Singularly Silly Singularity
Kevin Drum picks at Kurzweil—a very good thing, I think—and expresses bafflement at this graph (another version is here, but it's no better):

You see, Kurzweil is predicting that the accelerating pace of technological development is going to lead to a revolutionary event called the Singularity in our lifetimes. Drum has extended his graph (the pink areas) to show that, if it were correct, these changes ought to be occurring at a still faster rate now…something we aren't seeing. There's something wrong in this.
I peered at that graph myself, and the flaws go even deeper. It's bogus through and through.

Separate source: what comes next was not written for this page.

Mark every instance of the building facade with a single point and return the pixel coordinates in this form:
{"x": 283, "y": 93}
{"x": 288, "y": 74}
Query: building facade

Kurzweil cheats. The most obvious flaw is the way he lumps multiple events together as one to keep the distribution linear. For example, one "event" is "Genus Homo, Homo erectus, specialized stone tools", and another is "Printing, experimental method" and "Writing, wheel". If those were treated as separate events, they would have inserted major downward deflections in his chart a million years ago, and about 500 to a few thousand years ago.
The biology is fudged, too. Other "events" are "Class Mammalia", "Superfamily Hominoidea", "Family Hominidae", the species "Homo sapiens", and the subspecies "Homo sapiens sapiens". Think about it. If the formation of a species, let alone a subspecies, is a major event about a million years ago, why isn't each species back to the Cambrian awarded equivalent significance? Because it wouldn't fit his line, of course. As he goes back farther in time, he's using larger and larger artificial taxonomic distinctions to inflate the time between taxa.
It's also simplifying the complex. "Spoken language" is treated as a discrete event, one little dot with a specific point of origin, as if it just poofed into existence. However, it was almost certainly a long-drawn-out, gradual process stretched out over hundreds of thousands of years. Primates communicate with vocalizations; why not smear that "spoken language" point into a fuzzy blur stretching back another million years or so?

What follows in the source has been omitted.